In the vast and expanding world of our digital breadcrumbs, we all have moments that would rather not share with our friends, our colleagues, or our government. In the court that governs shame and embarrassment, there is no way to disincentivize moral outrage. There is no statute of limitations. Whether you're Paula Deen, Lance Armstrong, or (one of my favorite controversies) Sasha Grey, the perception of who you are and what you stand for lives in a sliding scale world that changes over time. Sometimes that time period can be short, sometimes decades.

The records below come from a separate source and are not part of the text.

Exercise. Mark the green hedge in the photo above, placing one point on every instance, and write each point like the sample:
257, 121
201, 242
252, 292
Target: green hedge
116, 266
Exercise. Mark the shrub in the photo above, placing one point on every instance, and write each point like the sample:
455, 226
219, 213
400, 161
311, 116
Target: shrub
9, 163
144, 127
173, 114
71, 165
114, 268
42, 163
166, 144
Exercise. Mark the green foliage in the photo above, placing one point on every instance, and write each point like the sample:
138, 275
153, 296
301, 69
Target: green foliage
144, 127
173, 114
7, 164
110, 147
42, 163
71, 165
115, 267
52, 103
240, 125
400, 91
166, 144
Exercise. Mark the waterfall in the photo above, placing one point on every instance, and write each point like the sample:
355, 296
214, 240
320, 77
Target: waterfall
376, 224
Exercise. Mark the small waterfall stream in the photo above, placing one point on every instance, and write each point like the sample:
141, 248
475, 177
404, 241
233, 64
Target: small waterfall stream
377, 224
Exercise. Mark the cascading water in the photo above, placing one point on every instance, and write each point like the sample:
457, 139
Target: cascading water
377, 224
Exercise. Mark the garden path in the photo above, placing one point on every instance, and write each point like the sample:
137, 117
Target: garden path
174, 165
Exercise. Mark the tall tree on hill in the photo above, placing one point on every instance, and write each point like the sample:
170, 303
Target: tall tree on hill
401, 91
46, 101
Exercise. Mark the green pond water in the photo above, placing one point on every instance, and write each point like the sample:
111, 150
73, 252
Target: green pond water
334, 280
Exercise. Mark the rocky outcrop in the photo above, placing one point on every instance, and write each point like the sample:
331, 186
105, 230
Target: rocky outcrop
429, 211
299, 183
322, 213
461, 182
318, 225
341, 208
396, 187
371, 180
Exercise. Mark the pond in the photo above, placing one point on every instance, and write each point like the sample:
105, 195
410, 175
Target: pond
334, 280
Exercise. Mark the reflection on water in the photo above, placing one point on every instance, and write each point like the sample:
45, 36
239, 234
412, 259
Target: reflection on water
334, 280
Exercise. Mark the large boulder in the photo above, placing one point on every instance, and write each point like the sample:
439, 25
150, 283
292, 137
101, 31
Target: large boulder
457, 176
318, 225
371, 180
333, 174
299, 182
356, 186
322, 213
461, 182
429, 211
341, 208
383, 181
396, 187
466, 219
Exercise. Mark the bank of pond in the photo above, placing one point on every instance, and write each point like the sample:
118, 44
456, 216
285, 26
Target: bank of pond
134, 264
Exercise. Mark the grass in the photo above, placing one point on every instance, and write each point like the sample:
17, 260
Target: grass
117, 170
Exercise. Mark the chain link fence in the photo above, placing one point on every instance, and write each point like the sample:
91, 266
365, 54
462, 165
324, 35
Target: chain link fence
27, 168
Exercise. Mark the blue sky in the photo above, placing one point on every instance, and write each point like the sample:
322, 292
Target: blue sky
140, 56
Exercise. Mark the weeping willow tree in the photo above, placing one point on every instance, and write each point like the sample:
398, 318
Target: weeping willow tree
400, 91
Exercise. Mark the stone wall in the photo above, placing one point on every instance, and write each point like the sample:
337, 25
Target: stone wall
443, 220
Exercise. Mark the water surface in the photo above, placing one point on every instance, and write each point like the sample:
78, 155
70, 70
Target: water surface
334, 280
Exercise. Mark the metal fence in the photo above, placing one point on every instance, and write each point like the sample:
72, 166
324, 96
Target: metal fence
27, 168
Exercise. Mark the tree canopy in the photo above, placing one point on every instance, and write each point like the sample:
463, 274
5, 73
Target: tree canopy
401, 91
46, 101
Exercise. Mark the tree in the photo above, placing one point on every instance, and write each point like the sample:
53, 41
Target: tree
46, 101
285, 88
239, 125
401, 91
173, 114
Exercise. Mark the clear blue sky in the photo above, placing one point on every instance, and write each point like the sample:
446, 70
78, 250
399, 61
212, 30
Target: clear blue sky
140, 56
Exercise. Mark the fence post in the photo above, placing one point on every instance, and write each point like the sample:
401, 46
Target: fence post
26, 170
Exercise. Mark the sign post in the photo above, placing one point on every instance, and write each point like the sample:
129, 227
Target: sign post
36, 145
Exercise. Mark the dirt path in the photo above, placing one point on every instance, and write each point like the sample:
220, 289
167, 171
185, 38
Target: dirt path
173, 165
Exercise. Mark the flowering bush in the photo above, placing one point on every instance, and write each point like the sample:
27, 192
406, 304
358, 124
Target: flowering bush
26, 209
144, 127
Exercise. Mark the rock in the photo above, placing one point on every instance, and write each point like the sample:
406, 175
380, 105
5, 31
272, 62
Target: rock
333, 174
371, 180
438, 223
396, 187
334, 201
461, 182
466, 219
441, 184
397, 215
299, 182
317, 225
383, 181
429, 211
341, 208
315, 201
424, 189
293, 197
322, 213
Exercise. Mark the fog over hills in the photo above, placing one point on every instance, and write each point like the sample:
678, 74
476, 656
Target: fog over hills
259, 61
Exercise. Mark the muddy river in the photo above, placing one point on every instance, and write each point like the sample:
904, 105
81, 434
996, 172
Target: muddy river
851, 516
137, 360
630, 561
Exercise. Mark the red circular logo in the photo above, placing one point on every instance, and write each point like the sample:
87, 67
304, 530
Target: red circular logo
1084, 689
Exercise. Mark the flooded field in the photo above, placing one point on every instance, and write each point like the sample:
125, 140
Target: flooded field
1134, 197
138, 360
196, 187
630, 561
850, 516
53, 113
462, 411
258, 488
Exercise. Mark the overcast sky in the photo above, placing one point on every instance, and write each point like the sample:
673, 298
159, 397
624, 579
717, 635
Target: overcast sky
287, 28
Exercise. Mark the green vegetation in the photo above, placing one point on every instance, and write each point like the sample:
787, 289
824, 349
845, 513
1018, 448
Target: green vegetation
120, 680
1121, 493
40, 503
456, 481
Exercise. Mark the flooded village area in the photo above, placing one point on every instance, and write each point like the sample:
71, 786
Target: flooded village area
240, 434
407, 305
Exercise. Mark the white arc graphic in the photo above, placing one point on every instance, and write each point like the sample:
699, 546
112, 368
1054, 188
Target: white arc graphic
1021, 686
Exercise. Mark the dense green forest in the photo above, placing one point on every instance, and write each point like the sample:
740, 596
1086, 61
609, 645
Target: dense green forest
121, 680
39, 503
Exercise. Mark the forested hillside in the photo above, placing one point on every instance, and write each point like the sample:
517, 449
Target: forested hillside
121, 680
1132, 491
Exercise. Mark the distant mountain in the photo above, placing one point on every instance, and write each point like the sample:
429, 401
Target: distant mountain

Our electronic data is a lot like our DNA. With the evolving understanding of DNA, increasingly we know more and more about a person from their DNA. We can understand their genealogy, we can diagnose what's wrong with them, and we can even make predictions about their future. This type of information is so powerful that, as a culture, we attempt to be very careful with the availability, distribution, and use of it. We fear -- and probably rightly so -- discrimination, exclusion, or a wide range of potential limitations to life, liberty and the pursuit of happiness. Because we can imagine the dark potential inherent in all of this, we are cautious. In that same way, we need to approach our digital data in the same way.